Un altro elemento non omogeneo nella contribuzione studentesca è l’ammontare della prima rata delle tasse, che vede forti disparità tra Atenei che richiedono importi molto elevati (es. IUAV 1.003-1.140) ed altri che hanno fortemente ridotto tale cifra (Politecnico di Torino 198,39 per le matricole). Soprattutto per gli iscritti ai primi anni un importo troppo elevato della prima rata può costituire un ostacolo importante all’avvio del percorso universitario e rappresenta un elemento di discriminazione che acuisce ulteriormente le disparità di condizioni di partenza: il
meccanismo di rimborso della prima rata per i borsisti (vincitori ed idonei non beneficiari) presenta forti limiti e spesso costringe tali studenti ad anticipare somme ingenti ed attendere anche molti mesi prima di poterle ottenere nuovamente.

SI TORNA ALL’UNIVERSITA’ DI ELITE?

Un altro passaggio molto interessante del Rapporto è quello del passaggio dalla scuola all’università.  Tra gli immatricolati si osservano grandi differenze in termini numerici tra i diplomati di liceo e coloro che sono in possesso di un diploma tecnico o professionale. Stando ai dati dell’anagrafe studenti, tali divisioni, già presenti nel primo anno i cui dati sono disponibili (2003), si sono fortemente acuite nel corso degli anni fino ad arrivare agli ultimi dati disponibili (del 2013) i quali evidenziano come circa la metà dei laureati abbia conseguito la maturità classica o scientifica: nel 2013 la percentuale di matricole provenienti dai licei è stata del 60% (rispetto al 47% di dieci anni prima), quella da istituti tecnici del 22% (era del 30% nel 2003).

ATENEI ITALIANI FUORI CLASSIFICA

Secondo l’Academic Ranking of World Universities 2013 o la QS World University Rankings 2013/2014, che decretano
entrambi la netta supremazia degli Atenei statunitensi e, allo stesso tempo, l’ottimo posizionamento di alcune Università della Gran Bretagna tra le prime 10, l’Italia ancora non riesce a far classificare nessuno dei suoi Atenei tra i cento migliori al mondo ma rientra solo nelle “top 200”.

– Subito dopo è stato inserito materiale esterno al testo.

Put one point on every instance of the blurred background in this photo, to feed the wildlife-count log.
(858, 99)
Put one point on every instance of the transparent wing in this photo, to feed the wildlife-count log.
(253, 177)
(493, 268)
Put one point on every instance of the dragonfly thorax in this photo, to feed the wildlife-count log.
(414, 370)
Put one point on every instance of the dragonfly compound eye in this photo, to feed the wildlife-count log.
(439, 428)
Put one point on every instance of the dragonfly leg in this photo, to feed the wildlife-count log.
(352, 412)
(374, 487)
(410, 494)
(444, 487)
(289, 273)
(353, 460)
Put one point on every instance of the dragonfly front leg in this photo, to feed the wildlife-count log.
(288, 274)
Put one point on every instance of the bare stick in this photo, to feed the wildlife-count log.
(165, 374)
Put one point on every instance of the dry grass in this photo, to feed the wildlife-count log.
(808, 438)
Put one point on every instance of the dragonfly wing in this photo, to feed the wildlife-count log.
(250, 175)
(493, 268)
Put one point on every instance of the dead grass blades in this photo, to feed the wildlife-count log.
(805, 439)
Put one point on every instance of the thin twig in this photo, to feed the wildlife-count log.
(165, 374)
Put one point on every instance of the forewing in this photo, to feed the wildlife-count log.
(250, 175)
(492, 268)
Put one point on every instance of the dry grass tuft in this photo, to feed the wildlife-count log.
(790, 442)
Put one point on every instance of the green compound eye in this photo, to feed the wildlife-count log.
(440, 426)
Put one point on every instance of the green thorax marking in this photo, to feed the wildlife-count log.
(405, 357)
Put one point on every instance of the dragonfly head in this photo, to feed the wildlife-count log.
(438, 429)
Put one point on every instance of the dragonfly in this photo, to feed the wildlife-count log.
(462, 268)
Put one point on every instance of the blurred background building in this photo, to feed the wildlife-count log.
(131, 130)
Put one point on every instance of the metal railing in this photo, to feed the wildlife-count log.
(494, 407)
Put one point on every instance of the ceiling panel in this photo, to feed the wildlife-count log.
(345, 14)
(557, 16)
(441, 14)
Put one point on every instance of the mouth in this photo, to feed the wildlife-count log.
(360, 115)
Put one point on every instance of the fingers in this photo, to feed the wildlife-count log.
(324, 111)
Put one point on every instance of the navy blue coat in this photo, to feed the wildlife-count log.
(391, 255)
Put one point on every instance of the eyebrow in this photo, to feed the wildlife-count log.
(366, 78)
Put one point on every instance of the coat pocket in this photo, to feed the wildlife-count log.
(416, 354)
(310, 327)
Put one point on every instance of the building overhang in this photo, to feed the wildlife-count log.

DISTANTE DAL MONDO DEL LAVORO 

I giovani italiani, laureati inclusi, incontrano difficoltà maggiori che in altri Paesi, a entrare nel mondo del lavoro.  La quota di occupati nelle professioni ad alta specializzazione, sembra essersi stabilizzata verso il basso (Cammelli, 2012a). I dati fotografano una situazione sempre più difficile e, al netto di alcuni esempi positivi, gli atenei mettono in pratica
sempre più raramente politiche concrete di orientamento e collegamento tra il mondo didattico e quello del lavoro. Nell’intero arco della vita lavorativa, i laureati hanno presentato un tasso di occupazione di 13 punti percentuali maggiore rispetto ai diplomati (76 contro 63%).